Transcript
There was a big change with the second tour, a lot of change. But probably the first tour, just to concentrate on that a little bit, in that, that was a perfect opportunity for me to learn how the UN works, because you could pick up the diary for any year, proceeding the one you're in, flip through the page, and you'd find what's going to happen tomorrow, because the same things happen.
The severity of them varied, but the two main events that caused this problem were the hunting season, small game and big game. Now big game is rabbit in Cyprus and the two demonstration seasons. Now each of those is about six weeks, so you've got somewhere between 18 and 24 weeks of the year, where there is a lot of problems, and you've just got to meet them.
Some years, it's not too bad, some years the demonstrations get worse. After I left, there were people shot at demonstrations. One of our problems was the hunting season because all the Greeks wanted to go and hunt in the buffer zone. Traditionally, that's where we go every year to hunt. Well, they never used to. But anyhow, because they couldn't go in, they went in. And we ran into one group in the middle of the buffer zone. And I was there with one of our patrol. And I knew the bloke that was leading the hunters. He was one of the senior Cyprus police officers. And one of them fired the shotgun overhead a couple of times.

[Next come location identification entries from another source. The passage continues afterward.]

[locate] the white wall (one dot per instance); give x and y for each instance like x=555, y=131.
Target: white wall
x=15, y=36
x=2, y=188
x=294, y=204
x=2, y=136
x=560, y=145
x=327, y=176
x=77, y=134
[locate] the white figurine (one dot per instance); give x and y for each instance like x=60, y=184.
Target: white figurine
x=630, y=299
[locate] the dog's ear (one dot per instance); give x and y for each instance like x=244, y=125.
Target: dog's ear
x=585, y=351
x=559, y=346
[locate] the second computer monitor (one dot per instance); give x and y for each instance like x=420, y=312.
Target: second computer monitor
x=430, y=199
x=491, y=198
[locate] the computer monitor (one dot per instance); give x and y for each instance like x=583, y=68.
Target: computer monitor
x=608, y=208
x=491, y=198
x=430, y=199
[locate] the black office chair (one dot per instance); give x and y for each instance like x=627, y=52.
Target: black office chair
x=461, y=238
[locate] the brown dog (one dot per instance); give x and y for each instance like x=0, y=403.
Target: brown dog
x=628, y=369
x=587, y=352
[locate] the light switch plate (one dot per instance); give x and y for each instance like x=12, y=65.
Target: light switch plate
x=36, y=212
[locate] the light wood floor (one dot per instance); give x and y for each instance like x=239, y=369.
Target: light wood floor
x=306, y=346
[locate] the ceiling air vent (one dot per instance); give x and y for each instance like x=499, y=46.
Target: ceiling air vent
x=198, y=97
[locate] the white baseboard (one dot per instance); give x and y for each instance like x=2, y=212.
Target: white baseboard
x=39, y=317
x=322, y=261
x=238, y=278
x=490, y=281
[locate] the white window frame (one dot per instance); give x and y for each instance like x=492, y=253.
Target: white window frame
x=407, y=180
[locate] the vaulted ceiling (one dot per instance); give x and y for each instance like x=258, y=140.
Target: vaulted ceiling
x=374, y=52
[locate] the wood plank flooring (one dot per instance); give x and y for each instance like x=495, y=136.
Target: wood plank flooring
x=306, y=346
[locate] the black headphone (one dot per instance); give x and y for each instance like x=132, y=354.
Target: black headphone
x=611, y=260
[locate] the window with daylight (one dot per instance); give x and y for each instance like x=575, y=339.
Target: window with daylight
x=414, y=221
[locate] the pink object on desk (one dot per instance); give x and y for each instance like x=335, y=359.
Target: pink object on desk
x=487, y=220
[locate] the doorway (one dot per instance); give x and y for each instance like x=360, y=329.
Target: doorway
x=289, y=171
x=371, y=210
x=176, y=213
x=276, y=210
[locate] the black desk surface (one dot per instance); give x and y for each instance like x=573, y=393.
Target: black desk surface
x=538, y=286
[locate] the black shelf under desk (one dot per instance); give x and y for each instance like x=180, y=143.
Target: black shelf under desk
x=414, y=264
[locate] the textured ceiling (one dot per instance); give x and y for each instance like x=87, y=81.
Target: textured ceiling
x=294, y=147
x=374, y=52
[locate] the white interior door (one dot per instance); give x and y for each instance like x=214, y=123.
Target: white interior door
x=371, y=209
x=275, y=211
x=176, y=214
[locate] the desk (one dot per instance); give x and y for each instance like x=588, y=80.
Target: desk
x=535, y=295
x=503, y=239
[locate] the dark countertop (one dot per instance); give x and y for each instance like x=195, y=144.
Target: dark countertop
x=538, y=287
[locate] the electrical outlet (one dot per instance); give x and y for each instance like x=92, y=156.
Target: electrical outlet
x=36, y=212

And that's when the British section that were behind us, came up and stood in front of us, and they decided to go home. But he had with him, the first secretary of the Russian embassy, or it was the Russian embassy then. He was taking him hunting, and he was embarrassed he was being ordered out of the buffer zone. So, that was sort of thing they ran. The demonstrations, sometimes they were violent, yes. But the secret was, if it looks like turning really bad, get behind the barbed wire and shut the gate. It's that simple.